Autobahn Westfalen: Burkhard Pott übernimmt Leitung der Außenstelle Osnabrück

Burkhard Pott übernimmt zum 1. August die Leitung der Außenstelle Osnabrück bei der Autobahn Westfalen. Damit kehrt der 52jährige nach 25 Berufsjahren außerhalb Osnabrücks wieder in seine Heimatstadt zurück, um die niedersächsische Außenstelle im Quartier am Hafen zu leiten.

Burkhard Pott leitet ab 1. August die Außenstelle Osnabrück.
Burkhard Pott leitet ab 1. August die Außenstelle Osnabrück.

Osnabrück. Burkhard Pott übernimmt zum 1. August die Leitung der Außenstelle Osnabrück bei der Autobahn Westfalen. Damit kehrt der 52jährige nach 25 Berufsjahren außerhalb Osnabrücks wieder in seine Heimatstadt zurück, um die niedersächsische Außenstelle im Quartier am Hafen zu leiten. 

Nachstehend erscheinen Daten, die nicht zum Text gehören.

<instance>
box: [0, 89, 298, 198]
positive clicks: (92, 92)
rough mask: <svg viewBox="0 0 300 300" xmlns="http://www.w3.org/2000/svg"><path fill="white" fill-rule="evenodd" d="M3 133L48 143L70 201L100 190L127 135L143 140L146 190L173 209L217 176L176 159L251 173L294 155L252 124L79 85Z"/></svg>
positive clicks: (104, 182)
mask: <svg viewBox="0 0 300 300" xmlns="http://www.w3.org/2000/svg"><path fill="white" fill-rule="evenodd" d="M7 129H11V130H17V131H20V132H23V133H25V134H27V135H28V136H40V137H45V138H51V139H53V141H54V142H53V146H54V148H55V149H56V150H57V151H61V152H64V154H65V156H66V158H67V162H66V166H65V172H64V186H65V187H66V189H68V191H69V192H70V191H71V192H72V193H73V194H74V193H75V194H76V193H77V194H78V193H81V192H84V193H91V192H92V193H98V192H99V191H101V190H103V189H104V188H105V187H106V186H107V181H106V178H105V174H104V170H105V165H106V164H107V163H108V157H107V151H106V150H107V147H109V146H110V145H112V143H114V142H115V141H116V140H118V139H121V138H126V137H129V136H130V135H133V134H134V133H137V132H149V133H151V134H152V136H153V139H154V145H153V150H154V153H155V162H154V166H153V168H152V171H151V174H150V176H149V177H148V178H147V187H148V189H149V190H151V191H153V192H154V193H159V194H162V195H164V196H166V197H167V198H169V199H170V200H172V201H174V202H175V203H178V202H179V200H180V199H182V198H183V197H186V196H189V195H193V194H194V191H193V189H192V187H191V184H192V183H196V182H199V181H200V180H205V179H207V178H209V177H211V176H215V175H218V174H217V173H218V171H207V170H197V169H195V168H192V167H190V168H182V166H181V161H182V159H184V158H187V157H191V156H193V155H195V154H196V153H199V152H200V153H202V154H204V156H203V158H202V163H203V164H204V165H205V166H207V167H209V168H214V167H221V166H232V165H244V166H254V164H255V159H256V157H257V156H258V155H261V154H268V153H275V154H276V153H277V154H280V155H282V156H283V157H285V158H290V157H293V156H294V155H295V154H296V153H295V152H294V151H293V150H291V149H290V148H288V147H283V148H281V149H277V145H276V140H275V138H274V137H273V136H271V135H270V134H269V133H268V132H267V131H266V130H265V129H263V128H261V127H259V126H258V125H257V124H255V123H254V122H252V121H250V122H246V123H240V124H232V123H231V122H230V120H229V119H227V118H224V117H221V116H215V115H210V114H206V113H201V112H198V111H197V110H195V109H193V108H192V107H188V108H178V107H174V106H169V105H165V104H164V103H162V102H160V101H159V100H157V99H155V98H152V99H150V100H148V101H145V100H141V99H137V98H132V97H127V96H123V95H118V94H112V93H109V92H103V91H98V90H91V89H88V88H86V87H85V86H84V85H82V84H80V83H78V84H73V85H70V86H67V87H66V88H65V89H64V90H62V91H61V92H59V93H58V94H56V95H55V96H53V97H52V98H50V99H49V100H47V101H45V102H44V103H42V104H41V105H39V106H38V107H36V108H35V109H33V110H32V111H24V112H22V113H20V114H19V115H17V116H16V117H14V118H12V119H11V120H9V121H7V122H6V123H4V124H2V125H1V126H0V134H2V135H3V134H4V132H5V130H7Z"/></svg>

Pott war zuletzt bei der DEGES (Deutsche Einheit Fernstraßenplanungs- und -bau GmbH) in Berlin als Abteilungsleiter unter anderem für das Projekt „Umbau Autobahndreieck Funkturm“ verantwortlich. Bei der DEGES startete der Bauingenieur 1996 bereits nach dem Studium seine berufliche Laufbahn und arbeitete dort an verschiedenen Autobahnprojekten in Thüringen mit. Für die weitere berufliche Entwicklung wechselte er die Verkehrsträger. Es folgten Stationen an den Berliner Flughäfen, dem TÜV Rheinland und der Deutschen Bahn, bevor er 2017 wieder zur DEGES zurückkehrte. 

In Osnabrück trifft Pott auf ein noch wachsendes Team von aktuell 46 Mitarbeiterinnen und Mitarbeitern sowie auf rund 100 weitere Kolleginnen und Kollegen in den vier dazugehörigen Autobahnmeistereien Holdorf, Lathen, Schüttdorf und Osnabrück. Insgesamt 270 Autobahnkilometer auf der A1, A30, A31 und A33 liegen nun in seiner Verantwortung. „Es freut mich sehr, die Gelegenheit zu bekommen, in meiner neuen Rolle die neue Autobahngesellschaft verantwortungsvoll mitzugestalten“, so der Osnabrücker.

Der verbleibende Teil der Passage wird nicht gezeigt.